After teaching English in Japan, Sen returned to the United States to become the associate editor of Asia magazine in 1917. In 1920, she undertook a round-the-world expedition with photographer Donald Thompson which included stunt flying and caving. In 1925, she was one of the founding members of the Society of Women Geographers. In 1926, she traveled from Beirut through the Arabian Desert and Afghanistan to India. In 1941, she was named a contributing editor to Asia magazine.

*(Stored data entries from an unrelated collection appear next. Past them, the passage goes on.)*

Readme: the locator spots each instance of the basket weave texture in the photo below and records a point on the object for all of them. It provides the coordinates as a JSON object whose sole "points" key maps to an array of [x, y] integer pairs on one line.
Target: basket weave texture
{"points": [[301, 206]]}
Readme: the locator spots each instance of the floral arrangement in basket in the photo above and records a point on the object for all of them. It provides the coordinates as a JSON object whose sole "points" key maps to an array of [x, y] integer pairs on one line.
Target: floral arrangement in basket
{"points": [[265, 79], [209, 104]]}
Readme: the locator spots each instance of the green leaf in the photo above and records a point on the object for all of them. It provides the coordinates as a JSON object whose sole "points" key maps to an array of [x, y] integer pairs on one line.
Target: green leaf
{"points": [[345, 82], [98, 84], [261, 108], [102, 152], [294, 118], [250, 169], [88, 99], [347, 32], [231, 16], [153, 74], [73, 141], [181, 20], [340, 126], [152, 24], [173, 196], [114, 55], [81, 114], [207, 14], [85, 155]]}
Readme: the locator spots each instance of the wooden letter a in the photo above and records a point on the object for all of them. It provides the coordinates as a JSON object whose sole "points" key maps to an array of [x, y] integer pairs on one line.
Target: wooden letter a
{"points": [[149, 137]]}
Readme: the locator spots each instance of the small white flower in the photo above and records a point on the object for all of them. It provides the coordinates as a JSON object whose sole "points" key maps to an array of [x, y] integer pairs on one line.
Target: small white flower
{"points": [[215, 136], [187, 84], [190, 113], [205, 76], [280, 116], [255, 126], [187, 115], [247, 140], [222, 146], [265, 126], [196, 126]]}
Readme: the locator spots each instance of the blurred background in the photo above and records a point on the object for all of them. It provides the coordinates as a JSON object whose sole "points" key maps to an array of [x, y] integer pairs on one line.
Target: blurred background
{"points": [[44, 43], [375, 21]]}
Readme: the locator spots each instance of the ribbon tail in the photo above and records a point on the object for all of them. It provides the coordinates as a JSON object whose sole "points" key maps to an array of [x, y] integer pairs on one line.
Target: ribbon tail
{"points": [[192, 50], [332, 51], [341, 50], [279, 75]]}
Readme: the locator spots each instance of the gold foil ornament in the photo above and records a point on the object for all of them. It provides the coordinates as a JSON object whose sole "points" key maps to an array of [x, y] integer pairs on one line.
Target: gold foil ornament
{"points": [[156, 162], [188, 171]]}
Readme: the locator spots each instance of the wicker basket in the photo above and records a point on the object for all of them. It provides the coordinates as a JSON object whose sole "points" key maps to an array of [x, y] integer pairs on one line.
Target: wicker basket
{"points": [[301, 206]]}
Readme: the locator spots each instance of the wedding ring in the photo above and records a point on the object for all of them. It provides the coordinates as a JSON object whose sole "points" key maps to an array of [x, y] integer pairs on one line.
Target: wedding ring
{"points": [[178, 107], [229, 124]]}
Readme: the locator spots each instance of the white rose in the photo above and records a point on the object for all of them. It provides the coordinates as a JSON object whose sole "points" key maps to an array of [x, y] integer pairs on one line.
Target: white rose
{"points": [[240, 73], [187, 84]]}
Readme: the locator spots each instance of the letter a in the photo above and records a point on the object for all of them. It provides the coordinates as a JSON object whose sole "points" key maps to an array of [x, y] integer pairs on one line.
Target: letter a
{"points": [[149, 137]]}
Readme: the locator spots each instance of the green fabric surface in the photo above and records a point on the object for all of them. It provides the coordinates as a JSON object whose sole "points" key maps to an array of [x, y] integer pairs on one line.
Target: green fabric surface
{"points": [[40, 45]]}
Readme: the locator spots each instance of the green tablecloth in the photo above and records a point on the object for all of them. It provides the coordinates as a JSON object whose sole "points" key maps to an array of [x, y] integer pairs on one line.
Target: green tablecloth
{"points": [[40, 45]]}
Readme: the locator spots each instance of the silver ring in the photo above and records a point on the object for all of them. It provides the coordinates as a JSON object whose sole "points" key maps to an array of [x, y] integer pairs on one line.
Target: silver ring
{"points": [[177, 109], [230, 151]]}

Eventually she settled in Almora in northeastern India, participated in rural life, and came to love the culture of her adopted country. Her attachment is reflected in her books Voiceless India (1930), Pageant of India's History (1948), and Cultural Unity of India (1965). Although not born in India herself, she strongly disapproved on the involvement of non-Indians in subcontinental matters.
She was awarded with Padmashri for literature and education in 1976 by Government of India.

== Personal life ==
Emerson married Indian native Basiswar Sen on November 1, 1932, in Calcutta. Basiswar Sen was a scientist and one of the favorite students of legendary scientist Jagadish Chandra Bose. He was also a very close associate of Swami Vivekananda, Sister Nivedita. Gertrude Emerson Sen died in 1982, aged 91 or 92. Her papers are with the Emerson family's papers at the New York Public Library.

== Sources ==

- Girish N. Mehra, Nearer Heaven Than Earth—The Life and Times of Boshi Sen and Gertrude Emerson Sen, foreword by M.S. Swami. New Delhi: Rupa & Co., 2007.